Lucy Gellman PhotoWhen Bonnie Waters picked up Lola M. Schaefer’s Look Behind! Tales of Animal Ends on the Green Friday, she was looking behind at her own life, as well. And helping a young girl look ahead.

Waters, a lifelong New Havener who is now 26, got her start reading almost 20 years ago with Leadership, Education & Athletics in Partnership (LEAP), which she began attending in 1997 as a shy 7-year-old from Edgewood.

Friday morning, she joined dozens of volunteers and hundreds of LEAP students and counselors on the New Haven Green, where the organization was hosting its annual read-in for upwards of 500 summer campers from elementary to high school.

It was her first time on the volunteer side of the program, Waters said; it won’t be her last.

For her, now a unit clerk in the observation unit at Yale-New Haven Hospital, it was a chance to reflect on her own time as a camper, leader-in-training, and senior counselor at LEAP, which she credits with her success in high school and as a student at Southern Connecticut State University.

Now that Waters has seen herself through a college education, it was time to keep an eye on the extended Elm City family that raised her to succeed.

“I always want to give back,” she said. “This is a program that taught me, and gave me reasons to do more. LEAP taught me how to have a lot of goals, and to push myself—but also to actually embrace where you come from, to embrace and learn and experience it. A lot of kids don’t get that opportunity.”

It’s a beautiful thing “when they [students] do have mentors,” she added. And Friday, it was. Seated around her on the Green, a gaggle of 7- and 8-year-old girls leaned in close, hanging on to every word of Look Behind!. Hands shot up when Waters asked questions about the plot, which tells the stories behind animals’ rear ends. Mouths went agape as she marched out new factoids.

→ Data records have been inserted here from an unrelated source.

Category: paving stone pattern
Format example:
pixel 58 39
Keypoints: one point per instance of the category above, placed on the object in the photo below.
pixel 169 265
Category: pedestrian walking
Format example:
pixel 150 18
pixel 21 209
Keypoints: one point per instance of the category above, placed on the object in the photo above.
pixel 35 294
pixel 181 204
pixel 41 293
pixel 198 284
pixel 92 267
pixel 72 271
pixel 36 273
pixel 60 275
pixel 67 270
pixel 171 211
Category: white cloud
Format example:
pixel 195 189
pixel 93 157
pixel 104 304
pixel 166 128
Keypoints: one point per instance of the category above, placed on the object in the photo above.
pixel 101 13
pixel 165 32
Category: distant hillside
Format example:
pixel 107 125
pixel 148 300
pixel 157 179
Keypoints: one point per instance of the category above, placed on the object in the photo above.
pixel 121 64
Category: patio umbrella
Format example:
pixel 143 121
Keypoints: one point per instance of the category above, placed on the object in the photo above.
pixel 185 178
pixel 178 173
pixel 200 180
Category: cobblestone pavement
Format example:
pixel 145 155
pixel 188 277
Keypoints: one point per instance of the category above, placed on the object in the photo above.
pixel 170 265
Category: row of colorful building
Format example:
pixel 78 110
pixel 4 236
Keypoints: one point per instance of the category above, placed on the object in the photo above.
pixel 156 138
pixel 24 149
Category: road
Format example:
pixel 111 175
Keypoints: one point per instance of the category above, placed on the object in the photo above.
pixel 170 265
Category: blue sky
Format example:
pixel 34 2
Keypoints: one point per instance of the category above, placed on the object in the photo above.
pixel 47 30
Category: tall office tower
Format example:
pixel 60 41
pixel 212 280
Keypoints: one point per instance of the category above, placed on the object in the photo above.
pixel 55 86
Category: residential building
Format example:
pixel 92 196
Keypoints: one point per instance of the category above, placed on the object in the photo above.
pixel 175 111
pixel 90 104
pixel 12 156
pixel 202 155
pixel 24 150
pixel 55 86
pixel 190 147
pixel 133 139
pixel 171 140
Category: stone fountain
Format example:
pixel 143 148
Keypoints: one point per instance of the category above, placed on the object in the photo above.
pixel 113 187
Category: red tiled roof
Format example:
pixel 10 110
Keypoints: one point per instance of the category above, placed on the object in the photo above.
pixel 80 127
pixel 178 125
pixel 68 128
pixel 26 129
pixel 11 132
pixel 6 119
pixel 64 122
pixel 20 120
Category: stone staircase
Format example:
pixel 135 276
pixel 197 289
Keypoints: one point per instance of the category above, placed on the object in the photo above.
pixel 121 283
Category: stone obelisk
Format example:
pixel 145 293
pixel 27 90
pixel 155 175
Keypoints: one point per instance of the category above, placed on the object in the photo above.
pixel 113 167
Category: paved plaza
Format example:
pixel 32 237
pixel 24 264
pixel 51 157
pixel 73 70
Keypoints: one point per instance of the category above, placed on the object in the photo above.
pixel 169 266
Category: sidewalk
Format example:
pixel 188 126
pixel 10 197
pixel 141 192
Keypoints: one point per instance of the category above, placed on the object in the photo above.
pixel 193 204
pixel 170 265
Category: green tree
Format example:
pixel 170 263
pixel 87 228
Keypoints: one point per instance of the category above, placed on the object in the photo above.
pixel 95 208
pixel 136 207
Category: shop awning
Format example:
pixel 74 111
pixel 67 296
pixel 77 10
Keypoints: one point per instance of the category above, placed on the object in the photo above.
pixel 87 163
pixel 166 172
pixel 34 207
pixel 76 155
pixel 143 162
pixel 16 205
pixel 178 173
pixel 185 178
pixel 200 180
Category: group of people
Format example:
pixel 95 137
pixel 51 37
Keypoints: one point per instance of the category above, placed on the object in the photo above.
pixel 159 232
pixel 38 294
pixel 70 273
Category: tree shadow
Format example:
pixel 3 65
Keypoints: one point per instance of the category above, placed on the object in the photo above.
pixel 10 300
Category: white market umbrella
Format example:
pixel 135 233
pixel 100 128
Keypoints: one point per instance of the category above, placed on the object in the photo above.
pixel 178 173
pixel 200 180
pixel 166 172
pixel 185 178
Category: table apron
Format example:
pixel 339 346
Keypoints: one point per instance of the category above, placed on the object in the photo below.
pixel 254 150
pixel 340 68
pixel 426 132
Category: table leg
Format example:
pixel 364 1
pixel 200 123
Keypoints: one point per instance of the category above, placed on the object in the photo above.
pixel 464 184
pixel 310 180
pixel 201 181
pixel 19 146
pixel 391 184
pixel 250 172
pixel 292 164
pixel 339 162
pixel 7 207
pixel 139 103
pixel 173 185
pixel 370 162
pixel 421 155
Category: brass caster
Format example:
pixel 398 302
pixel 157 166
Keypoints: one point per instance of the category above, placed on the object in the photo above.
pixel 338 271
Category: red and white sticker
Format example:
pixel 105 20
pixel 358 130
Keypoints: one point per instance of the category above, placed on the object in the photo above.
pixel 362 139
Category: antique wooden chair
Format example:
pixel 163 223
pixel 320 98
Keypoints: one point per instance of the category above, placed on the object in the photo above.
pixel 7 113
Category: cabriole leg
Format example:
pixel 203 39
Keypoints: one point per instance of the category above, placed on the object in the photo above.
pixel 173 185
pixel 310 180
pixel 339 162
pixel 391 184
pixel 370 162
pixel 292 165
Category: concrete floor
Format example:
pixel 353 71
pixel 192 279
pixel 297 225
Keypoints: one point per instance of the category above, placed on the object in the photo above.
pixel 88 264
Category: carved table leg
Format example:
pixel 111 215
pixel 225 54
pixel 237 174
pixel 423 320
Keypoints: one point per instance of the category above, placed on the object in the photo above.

Crouched at the front, just inches from Waters’ feet, 7-year-old Linae Lucas keep her eyes glued to each page, pointing out the bright illustration and the repetition of the word “butt” from time to time.

After Waters finished the book and it was time for students to do their own directed reading, Linae explained why the read-in, after her first year as a student at LEAP, had had such an impact for her.   

“I want to be a teacher,” she said. “I wanna teach reading and math. Like Miss Bonnie.”